Monday, 21 January 2019

Moon

The Moon is a funny customer. Its weight is 1.23% of Earth and it revolves round us in 27 days, 7 hours, 43 minutes and 11.5 seconds. It originated about 4.5 billion years ago, not long after Earth, and always turns the same face towards us. Its distance to the center of Earth varies between roughly 350,000 and 400,000 kilometers. 

Due to its gravity forces the Moon is the prime mover of marine tides on our planet, so I have experienced the Moon’s influence for a large part of my life. In the past we occasionally used the Moon in celestial navigation at sea. Occasionally, because the arithmetic involved is more complex.

Movement
When you look at the sky, you see the Moon tracing its way more slowly from east to west than the Sun. Starting from a new Moon, it drops behind day by day and after a little over 13 days it stands right opposite the Sun - a full Moon.

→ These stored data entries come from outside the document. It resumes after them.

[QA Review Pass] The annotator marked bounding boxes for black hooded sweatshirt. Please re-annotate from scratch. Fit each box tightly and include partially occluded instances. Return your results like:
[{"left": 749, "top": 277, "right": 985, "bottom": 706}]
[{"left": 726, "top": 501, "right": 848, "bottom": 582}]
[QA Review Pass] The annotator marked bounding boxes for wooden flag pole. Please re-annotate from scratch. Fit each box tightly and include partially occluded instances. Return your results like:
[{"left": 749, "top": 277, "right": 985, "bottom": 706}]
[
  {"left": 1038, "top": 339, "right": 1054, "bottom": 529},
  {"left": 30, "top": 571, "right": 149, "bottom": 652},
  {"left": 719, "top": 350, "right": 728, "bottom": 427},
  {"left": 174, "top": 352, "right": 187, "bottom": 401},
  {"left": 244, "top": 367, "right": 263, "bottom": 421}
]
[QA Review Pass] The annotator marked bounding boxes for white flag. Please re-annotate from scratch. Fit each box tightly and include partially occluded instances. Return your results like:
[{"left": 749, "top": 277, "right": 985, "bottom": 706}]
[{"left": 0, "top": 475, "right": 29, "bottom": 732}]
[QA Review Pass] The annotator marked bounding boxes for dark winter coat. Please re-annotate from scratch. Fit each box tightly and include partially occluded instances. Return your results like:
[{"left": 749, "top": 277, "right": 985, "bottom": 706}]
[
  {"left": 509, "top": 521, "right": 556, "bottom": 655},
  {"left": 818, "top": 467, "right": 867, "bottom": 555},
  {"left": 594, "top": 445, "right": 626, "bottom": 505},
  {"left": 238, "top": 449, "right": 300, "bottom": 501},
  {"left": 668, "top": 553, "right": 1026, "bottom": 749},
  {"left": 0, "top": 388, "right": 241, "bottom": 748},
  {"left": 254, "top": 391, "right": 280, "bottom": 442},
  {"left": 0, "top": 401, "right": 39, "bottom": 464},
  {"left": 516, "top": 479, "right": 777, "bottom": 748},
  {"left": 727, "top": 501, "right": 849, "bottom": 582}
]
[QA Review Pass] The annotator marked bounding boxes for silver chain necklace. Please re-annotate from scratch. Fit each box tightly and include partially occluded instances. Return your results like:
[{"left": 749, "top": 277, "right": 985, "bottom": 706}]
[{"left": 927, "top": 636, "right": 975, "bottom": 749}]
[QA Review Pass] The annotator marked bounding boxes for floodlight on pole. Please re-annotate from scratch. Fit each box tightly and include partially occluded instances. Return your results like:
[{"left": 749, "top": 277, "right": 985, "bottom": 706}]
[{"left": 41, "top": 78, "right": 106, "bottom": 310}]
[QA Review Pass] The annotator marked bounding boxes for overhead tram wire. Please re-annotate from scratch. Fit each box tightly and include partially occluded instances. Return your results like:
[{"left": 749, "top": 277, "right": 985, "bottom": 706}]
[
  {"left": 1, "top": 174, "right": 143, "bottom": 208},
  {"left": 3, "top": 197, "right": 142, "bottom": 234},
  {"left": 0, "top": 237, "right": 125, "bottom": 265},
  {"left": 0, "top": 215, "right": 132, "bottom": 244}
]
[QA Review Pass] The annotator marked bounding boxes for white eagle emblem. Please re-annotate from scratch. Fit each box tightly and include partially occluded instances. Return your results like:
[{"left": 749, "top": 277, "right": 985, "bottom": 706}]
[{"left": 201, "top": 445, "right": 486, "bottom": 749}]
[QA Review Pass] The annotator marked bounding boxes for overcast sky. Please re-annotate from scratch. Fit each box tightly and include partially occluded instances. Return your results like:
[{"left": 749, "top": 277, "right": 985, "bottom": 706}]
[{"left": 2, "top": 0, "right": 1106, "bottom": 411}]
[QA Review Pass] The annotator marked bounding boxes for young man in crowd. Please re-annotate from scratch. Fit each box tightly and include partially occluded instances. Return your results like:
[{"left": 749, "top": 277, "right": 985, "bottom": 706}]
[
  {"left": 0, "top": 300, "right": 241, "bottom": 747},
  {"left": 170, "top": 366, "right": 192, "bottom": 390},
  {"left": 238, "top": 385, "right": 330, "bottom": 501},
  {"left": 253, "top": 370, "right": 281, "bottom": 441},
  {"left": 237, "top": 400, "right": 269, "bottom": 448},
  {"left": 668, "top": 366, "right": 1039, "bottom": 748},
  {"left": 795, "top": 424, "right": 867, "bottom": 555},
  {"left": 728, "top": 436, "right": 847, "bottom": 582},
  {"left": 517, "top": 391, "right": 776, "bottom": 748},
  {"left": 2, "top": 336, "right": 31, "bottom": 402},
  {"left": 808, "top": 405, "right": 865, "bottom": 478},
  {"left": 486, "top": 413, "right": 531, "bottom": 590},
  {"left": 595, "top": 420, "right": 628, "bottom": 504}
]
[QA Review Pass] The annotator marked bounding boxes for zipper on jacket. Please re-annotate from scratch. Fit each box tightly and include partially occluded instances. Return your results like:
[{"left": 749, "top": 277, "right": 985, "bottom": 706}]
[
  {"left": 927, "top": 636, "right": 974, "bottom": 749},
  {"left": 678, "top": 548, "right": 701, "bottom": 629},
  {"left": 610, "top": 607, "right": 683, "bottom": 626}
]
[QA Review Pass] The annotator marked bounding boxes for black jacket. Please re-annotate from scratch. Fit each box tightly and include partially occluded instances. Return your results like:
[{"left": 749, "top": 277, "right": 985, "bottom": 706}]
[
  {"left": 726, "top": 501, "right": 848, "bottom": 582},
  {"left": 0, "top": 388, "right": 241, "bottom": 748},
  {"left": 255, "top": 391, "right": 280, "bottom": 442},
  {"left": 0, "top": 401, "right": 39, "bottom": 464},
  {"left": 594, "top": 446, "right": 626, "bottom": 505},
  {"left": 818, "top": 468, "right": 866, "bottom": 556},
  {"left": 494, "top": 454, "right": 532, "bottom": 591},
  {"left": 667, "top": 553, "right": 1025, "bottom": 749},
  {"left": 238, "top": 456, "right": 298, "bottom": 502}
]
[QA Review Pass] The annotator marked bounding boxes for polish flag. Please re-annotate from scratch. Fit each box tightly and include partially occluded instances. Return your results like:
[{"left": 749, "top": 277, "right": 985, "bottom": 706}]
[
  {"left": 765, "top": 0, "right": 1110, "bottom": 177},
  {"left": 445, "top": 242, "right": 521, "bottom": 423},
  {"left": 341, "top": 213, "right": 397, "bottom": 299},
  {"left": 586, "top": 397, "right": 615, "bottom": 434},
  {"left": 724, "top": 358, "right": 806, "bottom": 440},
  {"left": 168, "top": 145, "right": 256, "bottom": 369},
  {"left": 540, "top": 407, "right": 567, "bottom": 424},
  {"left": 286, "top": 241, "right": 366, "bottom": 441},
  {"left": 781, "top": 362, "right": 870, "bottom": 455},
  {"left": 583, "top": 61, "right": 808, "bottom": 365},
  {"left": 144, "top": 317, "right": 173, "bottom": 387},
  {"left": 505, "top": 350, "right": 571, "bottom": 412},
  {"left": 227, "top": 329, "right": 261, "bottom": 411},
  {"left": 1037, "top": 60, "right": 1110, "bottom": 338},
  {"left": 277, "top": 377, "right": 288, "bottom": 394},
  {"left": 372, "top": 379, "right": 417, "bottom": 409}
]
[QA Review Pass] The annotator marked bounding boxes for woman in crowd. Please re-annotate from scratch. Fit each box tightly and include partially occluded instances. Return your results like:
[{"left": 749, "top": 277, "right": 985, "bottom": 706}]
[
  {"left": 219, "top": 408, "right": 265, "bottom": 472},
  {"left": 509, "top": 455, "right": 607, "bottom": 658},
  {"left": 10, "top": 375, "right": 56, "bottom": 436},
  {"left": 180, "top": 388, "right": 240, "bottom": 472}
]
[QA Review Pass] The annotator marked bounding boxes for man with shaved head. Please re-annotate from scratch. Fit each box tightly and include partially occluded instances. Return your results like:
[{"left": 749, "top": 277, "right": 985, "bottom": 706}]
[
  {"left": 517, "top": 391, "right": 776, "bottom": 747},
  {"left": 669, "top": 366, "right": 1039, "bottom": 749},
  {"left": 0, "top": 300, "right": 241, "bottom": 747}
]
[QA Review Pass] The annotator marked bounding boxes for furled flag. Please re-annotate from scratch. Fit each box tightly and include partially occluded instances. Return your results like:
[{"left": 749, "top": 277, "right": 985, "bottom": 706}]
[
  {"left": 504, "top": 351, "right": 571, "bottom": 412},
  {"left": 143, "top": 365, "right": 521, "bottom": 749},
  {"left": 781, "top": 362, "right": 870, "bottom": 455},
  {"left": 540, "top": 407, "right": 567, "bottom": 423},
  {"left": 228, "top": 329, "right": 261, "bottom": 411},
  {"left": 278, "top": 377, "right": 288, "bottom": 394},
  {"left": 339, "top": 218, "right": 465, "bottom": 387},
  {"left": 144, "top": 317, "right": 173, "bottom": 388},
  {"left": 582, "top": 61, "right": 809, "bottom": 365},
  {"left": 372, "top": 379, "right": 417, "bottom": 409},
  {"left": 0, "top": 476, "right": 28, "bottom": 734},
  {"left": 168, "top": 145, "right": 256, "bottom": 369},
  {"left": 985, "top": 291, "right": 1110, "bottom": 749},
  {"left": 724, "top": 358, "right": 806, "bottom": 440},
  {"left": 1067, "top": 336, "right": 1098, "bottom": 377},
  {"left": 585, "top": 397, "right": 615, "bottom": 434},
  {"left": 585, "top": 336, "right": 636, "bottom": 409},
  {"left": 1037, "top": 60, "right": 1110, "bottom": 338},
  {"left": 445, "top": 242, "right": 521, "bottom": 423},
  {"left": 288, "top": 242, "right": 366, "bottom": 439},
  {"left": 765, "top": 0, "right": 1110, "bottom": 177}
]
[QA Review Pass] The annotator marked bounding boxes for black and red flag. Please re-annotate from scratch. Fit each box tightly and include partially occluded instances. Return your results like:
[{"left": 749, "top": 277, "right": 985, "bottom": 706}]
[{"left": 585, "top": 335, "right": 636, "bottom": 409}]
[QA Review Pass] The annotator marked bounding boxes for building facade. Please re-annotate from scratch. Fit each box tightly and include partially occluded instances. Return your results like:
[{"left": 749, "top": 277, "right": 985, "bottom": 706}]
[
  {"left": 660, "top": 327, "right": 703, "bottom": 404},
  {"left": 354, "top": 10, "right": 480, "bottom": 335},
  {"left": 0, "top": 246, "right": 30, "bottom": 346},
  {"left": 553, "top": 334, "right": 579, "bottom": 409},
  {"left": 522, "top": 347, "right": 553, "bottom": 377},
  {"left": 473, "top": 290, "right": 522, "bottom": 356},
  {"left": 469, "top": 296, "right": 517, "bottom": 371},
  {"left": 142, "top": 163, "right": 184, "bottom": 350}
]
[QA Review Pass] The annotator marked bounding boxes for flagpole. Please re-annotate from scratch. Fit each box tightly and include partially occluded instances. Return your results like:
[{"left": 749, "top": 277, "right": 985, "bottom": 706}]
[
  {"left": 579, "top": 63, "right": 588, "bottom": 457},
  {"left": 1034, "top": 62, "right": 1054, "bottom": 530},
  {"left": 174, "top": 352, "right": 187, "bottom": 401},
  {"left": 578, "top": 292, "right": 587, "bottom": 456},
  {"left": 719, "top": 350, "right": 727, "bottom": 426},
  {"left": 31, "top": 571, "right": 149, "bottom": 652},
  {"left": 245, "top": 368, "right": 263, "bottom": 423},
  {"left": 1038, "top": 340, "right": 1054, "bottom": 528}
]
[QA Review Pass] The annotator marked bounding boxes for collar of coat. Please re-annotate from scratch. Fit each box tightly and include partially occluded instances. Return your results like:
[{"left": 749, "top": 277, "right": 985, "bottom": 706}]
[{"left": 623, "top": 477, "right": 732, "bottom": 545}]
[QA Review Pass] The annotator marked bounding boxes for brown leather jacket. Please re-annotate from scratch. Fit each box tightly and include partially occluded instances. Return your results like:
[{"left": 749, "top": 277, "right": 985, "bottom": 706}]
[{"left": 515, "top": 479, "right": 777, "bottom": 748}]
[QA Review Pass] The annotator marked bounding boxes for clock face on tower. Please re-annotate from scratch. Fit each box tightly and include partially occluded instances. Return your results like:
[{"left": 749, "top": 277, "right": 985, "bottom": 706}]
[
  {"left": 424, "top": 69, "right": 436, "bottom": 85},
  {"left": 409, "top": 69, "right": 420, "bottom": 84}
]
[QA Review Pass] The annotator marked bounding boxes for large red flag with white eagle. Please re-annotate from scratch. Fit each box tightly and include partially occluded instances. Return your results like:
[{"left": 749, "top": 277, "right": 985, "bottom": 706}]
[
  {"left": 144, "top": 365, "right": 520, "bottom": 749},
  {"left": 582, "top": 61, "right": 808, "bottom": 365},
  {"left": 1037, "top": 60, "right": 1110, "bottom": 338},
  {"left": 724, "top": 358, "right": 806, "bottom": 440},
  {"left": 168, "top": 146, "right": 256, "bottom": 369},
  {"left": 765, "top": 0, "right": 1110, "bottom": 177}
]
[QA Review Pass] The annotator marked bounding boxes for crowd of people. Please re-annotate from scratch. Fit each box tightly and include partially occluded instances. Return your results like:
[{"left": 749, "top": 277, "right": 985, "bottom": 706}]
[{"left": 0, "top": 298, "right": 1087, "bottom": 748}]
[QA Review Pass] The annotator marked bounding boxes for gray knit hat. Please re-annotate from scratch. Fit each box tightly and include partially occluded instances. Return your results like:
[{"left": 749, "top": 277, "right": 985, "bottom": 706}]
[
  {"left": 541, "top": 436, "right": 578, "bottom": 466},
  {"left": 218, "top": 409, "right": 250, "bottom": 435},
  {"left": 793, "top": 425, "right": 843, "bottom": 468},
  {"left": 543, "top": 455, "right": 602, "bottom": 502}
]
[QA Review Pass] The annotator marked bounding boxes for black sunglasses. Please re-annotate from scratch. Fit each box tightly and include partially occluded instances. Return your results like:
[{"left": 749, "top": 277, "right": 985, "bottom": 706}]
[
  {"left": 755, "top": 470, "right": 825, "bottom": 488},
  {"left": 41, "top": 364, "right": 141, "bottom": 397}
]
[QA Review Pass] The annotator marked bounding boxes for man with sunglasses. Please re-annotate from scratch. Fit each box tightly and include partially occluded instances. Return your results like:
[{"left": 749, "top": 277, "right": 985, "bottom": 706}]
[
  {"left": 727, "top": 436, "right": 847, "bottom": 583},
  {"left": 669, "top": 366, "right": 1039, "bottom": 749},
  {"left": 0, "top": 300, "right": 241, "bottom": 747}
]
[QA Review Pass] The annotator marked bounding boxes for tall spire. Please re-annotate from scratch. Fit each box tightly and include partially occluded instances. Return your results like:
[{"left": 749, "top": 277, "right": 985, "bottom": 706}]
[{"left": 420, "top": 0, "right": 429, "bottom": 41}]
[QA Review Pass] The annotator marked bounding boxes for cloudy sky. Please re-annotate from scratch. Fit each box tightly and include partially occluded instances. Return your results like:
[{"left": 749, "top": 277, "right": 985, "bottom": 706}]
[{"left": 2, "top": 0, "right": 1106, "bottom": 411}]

But unlike the Sun, which travels a neat course through the sky and reaches its highest and lowest position every summer and winter, the Moon staggers over the expanse
like a drunken sailor. In two weeks time, the largest angle it makes with the equator changes from north to south or vice versa. Now it is almost above your head, then again low above the horizon.

Phases
Depending on the light of the Sun shining on the Moon we see it either as a full moon, a part moon or not at all. When the Moon is facing the Sun, it is full. When it is almost in line with the Sun, we can hardly see it (new moon). So when the Sun sets and the Moon rises on the opposite side at the same time, it is full. If it sets shortly after the Sun, we hardly see it, apart perhaps from a narrow sickle.

Lunar eclipse
Earth casts a shadow cone in space, which the Moon passes through occasionally due to its apparently erratic course. The shadow of Earth on the Moon obscures the light of the Sun. Now it is full, and a while later it has partly or completely gone. The last complete lunar eclipse was early this morning, January 21, 2019. I filmed it.


The reddish sheen is due to the red light from the Sun being deflected in Earth's atmosphere and striking the Moon's surface.